The milk give-away on June 11 in Medellin was just the first of several public protests that Antioquia's dairy farmers have planned, in order to draw attention to what they say is a serious crisis facing the dairy sector. Critics say that thanks to several free trade agreements -- one with Mercosur, one with Chile, and another one with the US which became effective in May 2012 -- Colombia's dairy farmers just can't compete with the flood of cheap powdered milk imported from elsewhere.

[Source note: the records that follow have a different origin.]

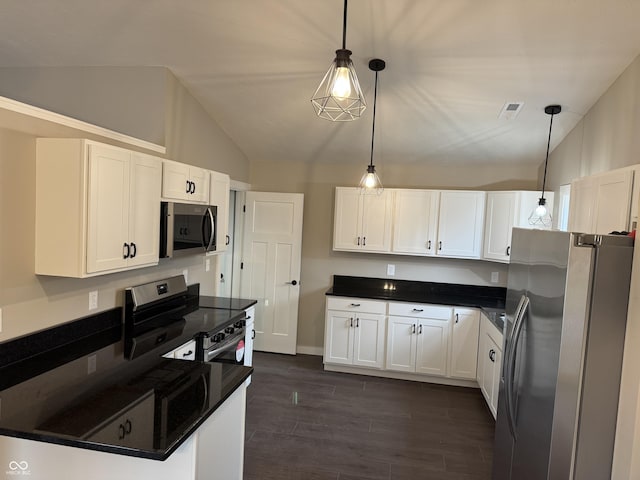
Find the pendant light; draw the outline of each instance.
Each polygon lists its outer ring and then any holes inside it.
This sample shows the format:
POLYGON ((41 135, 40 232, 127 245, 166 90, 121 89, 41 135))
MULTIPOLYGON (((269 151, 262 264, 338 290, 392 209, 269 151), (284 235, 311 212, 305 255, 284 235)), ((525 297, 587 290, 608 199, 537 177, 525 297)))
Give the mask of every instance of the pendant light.
POLYGON ((544 113, 551 115, 551 121, 549 122, 549 138, 547 139, 547 156, 544 159, 544 175, 542 177, 542 195, 538 200, 538 206, 534 208, 531 215, 529 215, 529 225, 539 227, 551 227, 553 219, 551 218, 551 212, 547 207, 547 200, 544 198, 544 187, 547 183, 547 164, 549 163, 549 147, 551 146, 551 128, 553 127, 553 116, 562 111, 560 105, 548 105, 544 108, 544 113))
POLYGON ((342 48, 311 98, 311 104, 320 118, 332 122, 348 122, 362 115, 367 108, 356 69, 351 61, 351 50, 346 48, 347 0, 344 0, 342 22, 342 48))
POLYGON ((382 182, 380 181, 380 177, 376 173, 376 167, 373 164, 373 140, 376 134, 376 102, 378 99, 378 72, 384 70, 386 63, 384 60, 380 60, 379 58, 374 58, 369 62, 369 69, 376 72, 376 82, 373 90, 373 124, 371 127, 371 158, 369 160, 369 165, 367 166, 367 173, 362 176, 362 180, 360 180, 360 189, 362 193, 377 193, 378 195, 382 193, 383 187, 382 182))

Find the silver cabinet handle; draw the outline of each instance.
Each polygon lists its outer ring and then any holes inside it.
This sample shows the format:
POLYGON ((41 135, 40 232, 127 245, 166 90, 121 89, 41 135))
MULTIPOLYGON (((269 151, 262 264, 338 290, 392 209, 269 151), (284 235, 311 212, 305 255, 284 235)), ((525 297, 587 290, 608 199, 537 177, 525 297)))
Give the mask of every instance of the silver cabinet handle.
POLYGON ((367 237, 362 237, 362 246, 365 247, 367 245, 367 237))
POLYGON ((298 284, 296 280, 291 280, 290 282, 284 282, 285 285, 293 285, 294 287, 298 284))
POLYGON ((511 255, 511 245, 507 247, 507 257, 511 255))
POLYGON ((431 240, 427 242, 427 250, 431 250, 431 240))
POLYGON ((460 321, 460 316, 456 313, 456 323, 460 321))
POLYGON ((356 328, 360 327, 360 319, 356 317, 356 328))
POLYGON ((504 369, 506 370, 503 375, 506 394, 505 400, 507 403, 507 423, 509 424, 509 430, 511 431, 511 436, 514 440, 516 440, 516 414, 513 388, 515 383, 514 376, 516 350, 518 340, 520 339, 520 334, 522 333, 522 327, 524 325, 527 308, 529 308, 529 297, 527 297, 526 295, 522 295, 522 297, 520 297, 518 308, 516 308, 516 316, 513 322, 513 329, 511 330, 511 335, 507 340, 507 358, 505 359, 505 363, 503 364, 504 369))
POLYGON ((353 317, 349 319, 349 327, 353 327, 353 317))
POLYGON ((422 324, 420 324, 420 328, 418 329, 418 335, 422 335, 422 324))
POLYGON ((358 237, 358 245, 360 245, 360 237, 358 237))
POLYGON ((416 333, 416 324, 411 325, 411 333, 416 333))
POLYGON ((438 250, 442 250, 442 242, 438 242, 438 250))
POLYGON ((414 308, 412 312, 424 312, 424 308, 414 308))
POLYGON ((352 303, 352 304, 351 304, 351 306, 352 306, 352 307, 359 307, 359 306, 360 306, 360 304, 359 304, 359 303, 352 303))

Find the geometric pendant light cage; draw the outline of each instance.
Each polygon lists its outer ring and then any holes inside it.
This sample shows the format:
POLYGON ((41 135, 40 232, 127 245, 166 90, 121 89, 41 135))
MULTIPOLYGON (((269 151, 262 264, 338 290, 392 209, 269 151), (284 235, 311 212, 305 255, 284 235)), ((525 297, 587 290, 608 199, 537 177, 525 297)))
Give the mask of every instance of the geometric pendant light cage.
POLYGON ((342 48, 336 50, 336 57, 311 98, 316 115, 332 122, 356 120, 367 108, 356 69, 351 61, 352 52, 345 46, 346 38, 347 0, 344 0, 342 48))
POLYGON ((369 165, 367 166, 367 171, 362 176, 360 180, 360 191, 361 193, 376 193, 380 195, 383 191, 382 182, 380 181, 380 177, 376 173, 376 166, 373 164, 373 146, 374 139, 376 136, 376 104, 378 101, 378 72, 384 70, 386 63, 384 60, 380 60, 379 58, 374 58, 369 62, 369 69, 376 73, 375 86, 373 90, 373 121, 371 124, 371 156, 369 158, 369 165))

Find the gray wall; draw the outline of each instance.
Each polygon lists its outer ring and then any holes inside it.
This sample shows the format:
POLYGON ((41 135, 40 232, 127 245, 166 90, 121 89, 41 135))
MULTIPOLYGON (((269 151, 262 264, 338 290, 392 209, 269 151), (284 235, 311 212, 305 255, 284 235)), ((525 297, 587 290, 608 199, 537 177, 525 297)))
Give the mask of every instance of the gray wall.
MULTIPOLYGON (((506 284, 504 264, 480 260, 423 258, 399 255, 334 252, 333 202, 336 186, 354 186, 366 165, 313 162, 252 162, 251 186, 256 191, 303 193, 302 272, 298 316, 298 347, 320 352, 324 344, 324 293, 333 275, 386 278, 387 264, 396 265, 394 278, 433 282, 491 284, 499 272, 498 286, 506 284)), ((386 167, 380 172, 387 187, 533 189, 537 165, 450 167, 419 165, 386 167)))

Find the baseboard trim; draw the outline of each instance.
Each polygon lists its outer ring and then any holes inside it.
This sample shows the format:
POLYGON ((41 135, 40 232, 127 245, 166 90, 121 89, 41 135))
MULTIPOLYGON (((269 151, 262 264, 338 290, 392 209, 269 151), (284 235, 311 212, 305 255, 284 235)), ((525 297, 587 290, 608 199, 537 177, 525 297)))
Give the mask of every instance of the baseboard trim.
POLYGON ((414 382, 438 383, 454 387, 480 388, 474 380, 459 380, 456 378, 433 377, 414 373, 393 372, 390 370, 373 370, 371 368, 349 367, 344 365, 332 365, 325 363, 324 369, 328 372, 355 373, 356 375, 369 375, 371 377, 395 378, 397 380, 412 380, 414 382))
POLYGON ((324 349, 322 347, 311 347, 308 345, 298 345, 296 346, 296 353, 300 353, 302 355, 317 355, 321 357, 324 355, 324 349))

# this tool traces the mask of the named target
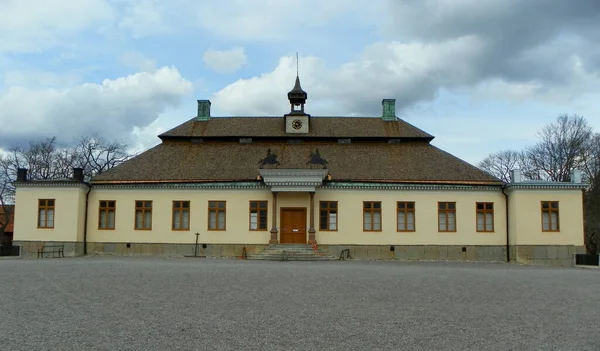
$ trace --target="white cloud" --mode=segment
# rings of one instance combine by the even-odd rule
[[[190,7],[196,8],[197,25],[216,35],[239,40],[288,40],[293,33],[306,34],[335,19],[343,19],[346,25],[372,21],[382,4],[369,0],[253,0],[250,5],[247,0],[205,0]]]
[[[309,101],[317,79],[324,73],[321,61],[303,57],[302,87],[308,91]],[[277,115],[289,110],[287,92],[292,90],[296,77],[296,58],[282,57],[270,73],[250,79],[240,79],[216,92],[213,97],[215,111],[233,115]]]
[[[48,136],[69,142],[90,133],[127,139],[134,126],[152,123],[191,91],[173,67],[69,89],[11,87],[0,95],[0,147]]]
[[[156,70],[156,62],[139,51],[127,51],[119,57],[119,63],[134,67],[142,72],[154,72]]]
[[[219,73],[233,73],[248,63],[244,48],[241,47],[222,51],[209,49],[203,59],[208,67]]]
[[[0,52],[66,45],[70,36],[97,30],[115,16],[105,0],[4,0],[0,8]]]
[[[129,2],[119,27],[130,31],[134,38],[168,33],[170,29],[163,18],[163,12],[167,10],[165,4],[168,7],[168,3],[157,0]]]

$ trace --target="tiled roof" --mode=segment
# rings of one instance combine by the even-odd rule
[[[186,124],[189,122],[183,126]],[[311,125],[311,128],[318,130],[315,125]],[[343,133],[344,130],[340,130],[336,134]],[[363,135],[366,133],[363,132]],[[351,144],[331,141],[305,141],[301,144],[288,144],[285,141],[251,144],[166,141],[96,176],[92,182],[256,180],[259,162],[268,149],[277,155],[280,163],[278,168],[308,168],[310,154],[317,148],[321,157],[328,162],[333,181],[502,184],[499,179],[425,141]]]
[[[216,117],[191,119],[159,136],[172,137],[308,137],[308,138],[424,138],[433,136],[401,119],[381,117],[310,117],[310,133],[290,136],[283,117]]]

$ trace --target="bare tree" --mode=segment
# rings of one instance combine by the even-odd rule
[[[121,142],[107,142],[94,135],[77,140],[74,147],[57,145],[56,138],[29,143],[28,147],[11,148],[5,155],[0,154],[0,201],[12,203],[17,169],[26,168],[28,178],[33,180],[67,179],[72,176],[74,167],[84,169],[89,180],[96,174],[105,172],[131,156],[127,145]]]
[[[581,116],[561,115],[538,135],[541,140],[526,151],[533,168],[544,179],[570,181],[571,170],[584,166],[592,142],[592,127]]]
[[[479,168],[505,183],[510,183],[510,171],[513,169],[520,169],[525,179],[537,180],[540,177],[523,151],[504,150],[493,153],[479,163]]]
[[[83,168],[86,178],[107,171],[127,161],[132,156],[127,145],[119,141],[108,142],[94,134],[78,140],[75,157],[79,167]]]

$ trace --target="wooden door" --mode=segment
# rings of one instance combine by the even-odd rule
[[[282,244],[306,244],[306,208],[281,209]]]

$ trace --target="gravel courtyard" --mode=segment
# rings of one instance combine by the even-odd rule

According to Oscar Cubillos, an economist who works for Colombia's national association of livestock producers, up until 2009, Colombia typically imported 9,000 tons of milk per year. In 2012, however, that number shot up to around 32,000 tons, 70 percent of which was powdered milk or whey products. The first four months of 2013 has already seen another 8,000 tons imported, he says.
Facing a flooded market, many dairy farmers now say it's not worth the cost of producing milk -- the price per liter has dropped between 15 to 20 percent, says Restrepo. Hence, farmers in Antioquia decided they might as well give the surplus away. The handout in Medellin saw some 20,000 liters of milk given away in a single day, according to Restrepo's count. Several more handouts took place in other small Antioquia towns over the next few weeks.
The disgruntled dairy farmers have helped feed wider political tensions in Colombia. Former president Alvaro Uribe used the crisis to attack his successor, Juan Manuel Santos, who (much to the unhappiness of the hardline Uribe) is currently supporting negotiations between the government and guerrilla organization the FARC. "The bankruptcy of the milk producers is thanks to the lack of official support, revaluation, and excessive importations," Uribe tweeted in early June, adding, "Milk producers are on the verge of ruin, especially the smallest ones, as the government negotiates the future of agriculture with terrorists."
Colombia is not a large milk producer in Latin America, but it also one of the most expensive countries to do so, as farmers face high production costs. Nevertheless, in some parts of the country -- especially Antioquia, where Uribe once served as governor -- dairy farming is seen as vital to Colombia's economic and social identity as the coffee trade. Not only is there a national theme park dedicated to coffee, there's one for milk as well -- complete with a giant mechanical cow which visitors can enter and learn about the bovine digestive system.
With an estimated 400,000 farmers making a living off of milk production in Colombia, they are not considered to be a lobby as powerful as the coffee sector. One question, however, is whether the unhappy milk farmers could cause as much trouble for the state as coffee producers did earlier this year. Upset over the falling price of coffee beans, producers held a two-week strike national strike in February, clashing with anti-riot police and blockading highways. Just like the milk producers, the coffee farmers argued that the government should aid their struggling sector.
It was an ugly situation. Considering how much the ideal of the small coffee producer is so central to Colombia's image of itself, there was an uncomfortable symbolism to the violent clashes between farmers and security forces.
So far, the Santos government appears to have taken steps to make sure that what happened with the coffee sector is not repeated with the dairy farmers. The Ministry of Agriculture sat down with industry representatives in mid-June, and committed to providing aid to milk producers.
There are still a few grumblings over whether the government will follow through with its promise. "People are really desperate," said Restrepo, who said that the more intense protests -- including highway blockages -- are not of the question if things don't start improving, and fast. "This really has the potential to explode into a social crisis."